Johnson would succeed Janet Napolitano, who resigned in July to become president of The University of California.

Johnson, whose uncle was a member of the Tuskegee Airmen, was in New York during the terrorist attack on September 11, 2001.

“In Jeh Johnson, we have the right person to continue this important work,” Obama said at the White House.  “From the moment I took office, Jeh was an absolutely critical member of my national security team, and he demonstrated again and again the qualities that will make him a strong Secretary of Homeland Security.”

“Jeh has a deep understanding of the threats and challenges facing the United States,” the president said.  “As the Pentagon’s top lawyer, he helped design and implement many of the policies that have kept our country safe, including our success in dismantling the core of al Qaeda and the Fatah.”

Obama said Johnson has experience leading large complex organizations.  As a member of the Pentagon’s senior management team, first under Bob Gates and then under Leon Panetta, Johnson helped oversee the work of more than 3 million military and civilian personnel across the country and around the world.

The president said Johnson has also earned a reputation as a cool and calm leader.  Johnson appreciates that any organization’s greatest asset is its people, and at the Pentagon he guided the report explaining why allowing our men and women in uniform to serve their country openly would not weaken our military, Obama said.

“Jeh believes, in a deep and personal way, that keeping America safe requires us also upholding the values and civil liberties that make America great,” Obama said.

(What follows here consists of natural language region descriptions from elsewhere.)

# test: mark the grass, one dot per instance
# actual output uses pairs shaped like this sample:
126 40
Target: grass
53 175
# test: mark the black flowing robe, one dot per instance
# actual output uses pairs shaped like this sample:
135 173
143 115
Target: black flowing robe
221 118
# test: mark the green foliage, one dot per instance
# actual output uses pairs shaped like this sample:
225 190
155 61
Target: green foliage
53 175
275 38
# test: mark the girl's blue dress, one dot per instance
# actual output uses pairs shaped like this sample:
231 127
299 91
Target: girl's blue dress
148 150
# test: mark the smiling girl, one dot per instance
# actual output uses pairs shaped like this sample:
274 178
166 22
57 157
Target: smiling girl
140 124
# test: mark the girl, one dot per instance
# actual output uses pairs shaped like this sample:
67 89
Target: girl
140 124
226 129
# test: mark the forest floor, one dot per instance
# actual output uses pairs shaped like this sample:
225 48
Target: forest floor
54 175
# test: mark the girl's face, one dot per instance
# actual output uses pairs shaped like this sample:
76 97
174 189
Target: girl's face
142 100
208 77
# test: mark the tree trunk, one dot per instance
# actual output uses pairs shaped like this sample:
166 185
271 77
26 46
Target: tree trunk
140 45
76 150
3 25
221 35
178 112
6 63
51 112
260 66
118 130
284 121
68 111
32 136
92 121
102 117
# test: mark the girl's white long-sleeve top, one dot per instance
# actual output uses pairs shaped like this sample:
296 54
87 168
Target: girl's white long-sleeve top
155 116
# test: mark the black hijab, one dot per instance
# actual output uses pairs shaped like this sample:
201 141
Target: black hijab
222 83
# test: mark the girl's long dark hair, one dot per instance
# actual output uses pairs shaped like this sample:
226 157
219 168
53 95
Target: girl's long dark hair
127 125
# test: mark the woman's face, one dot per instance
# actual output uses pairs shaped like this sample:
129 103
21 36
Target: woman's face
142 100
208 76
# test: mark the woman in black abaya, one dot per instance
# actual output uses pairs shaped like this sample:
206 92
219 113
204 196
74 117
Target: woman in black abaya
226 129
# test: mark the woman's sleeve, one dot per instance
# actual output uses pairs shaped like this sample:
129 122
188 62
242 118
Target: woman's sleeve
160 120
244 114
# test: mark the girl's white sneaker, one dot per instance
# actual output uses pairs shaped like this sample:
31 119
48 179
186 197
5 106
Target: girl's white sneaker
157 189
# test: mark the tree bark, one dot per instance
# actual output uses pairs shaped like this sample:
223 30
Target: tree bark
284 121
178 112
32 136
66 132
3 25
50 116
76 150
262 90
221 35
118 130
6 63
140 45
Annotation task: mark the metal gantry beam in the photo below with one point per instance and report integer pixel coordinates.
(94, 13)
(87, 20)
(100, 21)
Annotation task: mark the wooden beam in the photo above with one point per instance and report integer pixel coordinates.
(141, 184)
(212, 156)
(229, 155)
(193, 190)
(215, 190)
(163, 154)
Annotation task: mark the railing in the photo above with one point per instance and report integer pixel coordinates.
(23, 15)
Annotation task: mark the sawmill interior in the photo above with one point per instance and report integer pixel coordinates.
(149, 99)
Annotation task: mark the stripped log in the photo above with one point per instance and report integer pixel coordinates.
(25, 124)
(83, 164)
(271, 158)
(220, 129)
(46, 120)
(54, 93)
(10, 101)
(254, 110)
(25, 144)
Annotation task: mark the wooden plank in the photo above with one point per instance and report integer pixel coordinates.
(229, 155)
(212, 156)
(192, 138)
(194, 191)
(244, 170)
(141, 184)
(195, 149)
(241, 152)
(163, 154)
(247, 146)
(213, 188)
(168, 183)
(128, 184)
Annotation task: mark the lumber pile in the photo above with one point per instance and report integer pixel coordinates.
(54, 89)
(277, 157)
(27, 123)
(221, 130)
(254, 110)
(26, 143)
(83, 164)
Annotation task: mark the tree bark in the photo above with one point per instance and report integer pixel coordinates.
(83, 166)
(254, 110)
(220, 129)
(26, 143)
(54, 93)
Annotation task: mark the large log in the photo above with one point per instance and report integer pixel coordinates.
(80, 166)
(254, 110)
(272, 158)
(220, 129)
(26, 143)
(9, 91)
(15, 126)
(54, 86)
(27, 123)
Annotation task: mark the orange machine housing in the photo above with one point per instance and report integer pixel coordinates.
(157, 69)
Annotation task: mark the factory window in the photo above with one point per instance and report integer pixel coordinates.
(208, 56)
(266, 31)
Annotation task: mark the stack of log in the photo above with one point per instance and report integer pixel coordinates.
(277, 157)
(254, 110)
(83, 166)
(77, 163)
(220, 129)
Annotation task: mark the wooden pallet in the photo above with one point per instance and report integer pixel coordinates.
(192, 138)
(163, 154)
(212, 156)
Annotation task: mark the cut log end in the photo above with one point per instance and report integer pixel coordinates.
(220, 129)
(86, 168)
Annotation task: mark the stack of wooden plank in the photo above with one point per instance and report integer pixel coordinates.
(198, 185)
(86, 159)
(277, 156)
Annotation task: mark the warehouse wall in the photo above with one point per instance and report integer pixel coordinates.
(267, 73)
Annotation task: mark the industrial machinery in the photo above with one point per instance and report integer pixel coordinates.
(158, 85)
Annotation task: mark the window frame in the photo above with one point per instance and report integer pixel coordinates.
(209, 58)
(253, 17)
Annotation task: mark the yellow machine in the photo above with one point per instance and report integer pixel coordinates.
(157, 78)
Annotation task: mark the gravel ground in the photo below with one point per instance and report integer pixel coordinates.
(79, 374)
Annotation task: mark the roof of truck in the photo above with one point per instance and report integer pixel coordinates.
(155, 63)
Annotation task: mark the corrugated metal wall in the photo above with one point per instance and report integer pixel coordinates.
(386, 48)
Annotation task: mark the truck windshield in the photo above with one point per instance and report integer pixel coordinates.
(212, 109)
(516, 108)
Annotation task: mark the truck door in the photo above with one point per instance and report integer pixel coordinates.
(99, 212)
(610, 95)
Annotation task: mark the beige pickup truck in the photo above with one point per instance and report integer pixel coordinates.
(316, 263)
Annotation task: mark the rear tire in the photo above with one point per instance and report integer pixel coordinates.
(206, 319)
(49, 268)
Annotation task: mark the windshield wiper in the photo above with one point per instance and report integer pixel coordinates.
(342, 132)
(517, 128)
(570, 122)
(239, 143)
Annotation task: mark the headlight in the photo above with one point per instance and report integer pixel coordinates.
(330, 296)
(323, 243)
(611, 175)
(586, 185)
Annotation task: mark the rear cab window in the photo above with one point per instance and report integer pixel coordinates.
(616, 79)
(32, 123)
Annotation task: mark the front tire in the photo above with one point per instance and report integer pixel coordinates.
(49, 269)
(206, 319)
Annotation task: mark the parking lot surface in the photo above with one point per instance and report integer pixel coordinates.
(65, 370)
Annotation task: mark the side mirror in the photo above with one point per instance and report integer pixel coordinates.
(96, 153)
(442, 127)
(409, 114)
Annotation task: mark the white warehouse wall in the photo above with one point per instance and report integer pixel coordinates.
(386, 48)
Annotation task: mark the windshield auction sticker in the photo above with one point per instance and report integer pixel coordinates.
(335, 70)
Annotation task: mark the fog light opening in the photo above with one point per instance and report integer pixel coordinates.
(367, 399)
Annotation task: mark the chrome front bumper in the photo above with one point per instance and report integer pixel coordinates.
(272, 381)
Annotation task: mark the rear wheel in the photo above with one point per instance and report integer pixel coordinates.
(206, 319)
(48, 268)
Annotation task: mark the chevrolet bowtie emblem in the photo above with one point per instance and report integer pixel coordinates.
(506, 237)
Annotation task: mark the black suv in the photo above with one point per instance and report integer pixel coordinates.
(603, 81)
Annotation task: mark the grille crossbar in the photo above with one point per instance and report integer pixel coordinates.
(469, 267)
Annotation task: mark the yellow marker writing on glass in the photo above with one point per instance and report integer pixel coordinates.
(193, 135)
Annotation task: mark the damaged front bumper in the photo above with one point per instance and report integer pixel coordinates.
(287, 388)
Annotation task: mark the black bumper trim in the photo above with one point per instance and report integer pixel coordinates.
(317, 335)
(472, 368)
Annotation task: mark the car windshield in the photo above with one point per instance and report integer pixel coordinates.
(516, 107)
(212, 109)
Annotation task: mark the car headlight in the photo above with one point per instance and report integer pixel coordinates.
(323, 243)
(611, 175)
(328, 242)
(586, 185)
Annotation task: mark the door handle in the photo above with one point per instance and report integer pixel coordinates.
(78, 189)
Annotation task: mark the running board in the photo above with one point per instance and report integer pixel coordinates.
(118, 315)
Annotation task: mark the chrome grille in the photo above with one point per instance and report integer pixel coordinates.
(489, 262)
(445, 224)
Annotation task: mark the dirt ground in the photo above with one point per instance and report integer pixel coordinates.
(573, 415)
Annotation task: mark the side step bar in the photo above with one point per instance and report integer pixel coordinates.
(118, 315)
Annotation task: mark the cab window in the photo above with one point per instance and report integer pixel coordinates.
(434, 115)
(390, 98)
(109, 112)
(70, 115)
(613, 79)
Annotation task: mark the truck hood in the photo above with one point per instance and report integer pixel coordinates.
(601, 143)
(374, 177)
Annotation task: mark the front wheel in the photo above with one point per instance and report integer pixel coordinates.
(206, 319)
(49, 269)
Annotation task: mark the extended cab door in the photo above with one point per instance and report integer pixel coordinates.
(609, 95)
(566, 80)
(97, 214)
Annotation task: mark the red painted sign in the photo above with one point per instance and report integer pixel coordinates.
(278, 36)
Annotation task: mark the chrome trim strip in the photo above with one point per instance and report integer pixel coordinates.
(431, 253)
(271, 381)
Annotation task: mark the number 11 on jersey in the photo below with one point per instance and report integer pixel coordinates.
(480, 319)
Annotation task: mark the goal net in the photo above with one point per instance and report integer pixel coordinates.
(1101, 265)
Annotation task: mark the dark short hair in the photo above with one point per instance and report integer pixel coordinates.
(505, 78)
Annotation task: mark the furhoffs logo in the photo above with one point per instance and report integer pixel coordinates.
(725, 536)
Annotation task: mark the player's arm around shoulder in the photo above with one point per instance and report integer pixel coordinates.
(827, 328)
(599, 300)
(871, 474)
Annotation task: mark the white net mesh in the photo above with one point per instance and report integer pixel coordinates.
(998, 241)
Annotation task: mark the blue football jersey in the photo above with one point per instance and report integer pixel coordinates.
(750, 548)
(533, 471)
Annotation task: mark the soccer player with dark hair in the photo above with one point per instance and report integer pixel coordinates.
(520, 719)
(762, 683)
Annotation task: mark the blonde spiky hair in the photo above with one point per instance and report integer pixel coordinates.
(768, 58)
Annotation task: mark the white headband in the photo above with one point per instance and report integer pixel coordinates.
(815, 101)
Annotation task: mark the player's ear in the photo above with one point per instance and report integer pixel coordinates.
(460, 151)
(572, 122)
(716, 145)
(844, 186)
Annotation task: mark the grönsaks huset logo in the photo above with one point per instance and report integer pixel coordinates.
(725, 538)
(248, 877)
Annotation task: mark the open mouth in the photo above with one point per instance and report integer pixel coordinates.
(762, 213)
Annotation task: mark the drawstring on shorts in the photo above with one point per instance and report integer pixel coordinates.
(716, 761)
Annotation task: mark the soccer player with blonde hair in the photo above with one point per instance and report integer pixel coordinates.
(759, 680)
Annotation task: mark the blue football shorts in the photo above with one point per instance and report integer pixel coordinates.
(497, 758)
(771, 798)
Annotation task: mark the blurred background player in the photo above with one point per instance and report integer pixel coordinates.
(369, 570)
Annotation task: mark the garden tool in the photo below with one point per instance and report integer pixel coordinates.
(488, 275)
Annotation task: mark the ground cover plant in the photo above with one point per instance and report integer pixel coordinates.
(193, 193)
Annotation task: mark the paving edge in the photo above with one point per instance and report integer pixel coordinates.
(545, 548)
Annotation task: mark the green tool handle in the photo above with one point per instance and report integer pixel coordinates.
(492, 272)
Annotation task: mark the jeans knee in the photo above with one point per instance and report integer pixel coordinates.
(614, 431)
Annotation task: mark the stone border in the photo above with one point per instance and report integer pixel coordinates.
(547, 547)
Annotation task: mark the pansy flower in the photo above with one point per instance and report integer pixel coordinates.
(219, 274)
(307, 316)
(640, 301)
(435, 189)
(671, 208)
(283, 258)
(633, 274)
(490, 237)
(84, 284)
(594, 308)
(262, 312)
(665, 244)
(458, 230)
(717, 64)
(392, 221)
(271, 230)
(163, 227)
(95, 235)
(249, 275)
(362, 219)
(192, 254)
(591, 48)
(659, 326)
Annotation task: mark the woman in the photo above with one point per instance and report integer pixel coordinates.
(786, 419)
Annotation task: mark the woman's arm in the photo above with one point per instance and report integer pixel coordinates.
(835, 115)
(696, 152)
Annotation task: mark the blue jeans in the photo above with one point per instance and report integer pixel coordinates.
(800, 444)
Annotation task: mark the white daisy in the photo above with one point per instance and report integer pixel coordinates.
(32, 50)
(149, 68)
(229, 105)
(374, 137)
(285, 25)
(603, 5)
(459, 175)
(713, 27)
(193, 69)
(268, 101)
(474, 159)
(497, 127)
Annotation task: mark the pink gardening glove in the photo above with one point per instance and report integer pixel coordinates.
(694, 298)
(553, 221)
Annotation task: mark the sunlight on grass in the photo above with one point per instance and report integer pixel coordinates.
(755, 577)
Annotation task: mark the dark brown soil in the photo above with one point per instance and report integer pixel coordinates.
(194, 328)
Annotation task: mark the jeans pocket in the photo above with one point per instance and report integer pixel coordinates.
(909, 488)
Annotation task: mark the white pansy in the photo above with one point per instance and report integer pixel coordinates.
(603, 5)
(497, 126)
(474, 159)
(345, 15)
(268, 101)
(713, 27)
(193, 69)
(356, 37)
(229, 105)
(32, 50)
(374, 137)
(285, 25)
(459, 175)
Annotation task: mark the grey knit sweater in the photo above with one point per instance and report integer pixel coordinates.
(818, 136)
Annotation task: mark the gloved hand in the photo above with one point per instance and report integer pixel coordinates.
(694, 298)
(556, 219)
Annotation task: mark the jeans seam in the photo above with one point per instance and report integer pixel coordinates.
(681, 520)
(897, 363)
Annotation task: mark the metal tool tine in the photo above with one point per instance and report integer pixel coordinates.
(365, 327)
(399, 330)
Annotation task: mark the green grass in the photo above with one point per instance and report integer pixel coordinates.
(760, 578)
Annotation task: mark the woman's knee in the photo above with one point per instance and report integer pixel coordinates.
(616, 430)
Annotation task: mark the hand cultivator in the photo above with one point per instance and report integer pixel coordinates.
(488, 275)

“Jeh tells the story of his uncle who was a member of the legendary Tuskegee Airmen during World War II,” Obama added.  “And he and his fellow airmen served with honor, even when their country didn’t treat them with the dignity and the respect that they deserved.  And it was a lesson that Jeh never forgot.  “We must adopt legal positions that comport with common sense,” Jeh says, “consistent with who we are as Americans.”

At DHS, Johnson would be overseeing an agency with 240,000 employees spread across 22 government agencies. The department’s mission covers counter-terrorism and cyber security, but it also oversees the government’s response to national disasters and border security.

“I am a New Yorker, and I was present in Manhattan on 9/11, which happens to be my birthday, when that bright and beautiful day was — a day something like this — was shattered by the largest terrorist attack on our homeland in history,” Johnson said at the White House.

“I wandered the streets of New York that day and wondered and asked, what can I do?  Since then, I have tried to devote myself to answering that question.  I love this country.  I care about the safety of our people.  I believe in public service.  And I remain loyal to you, Mr. President,” Johnson said.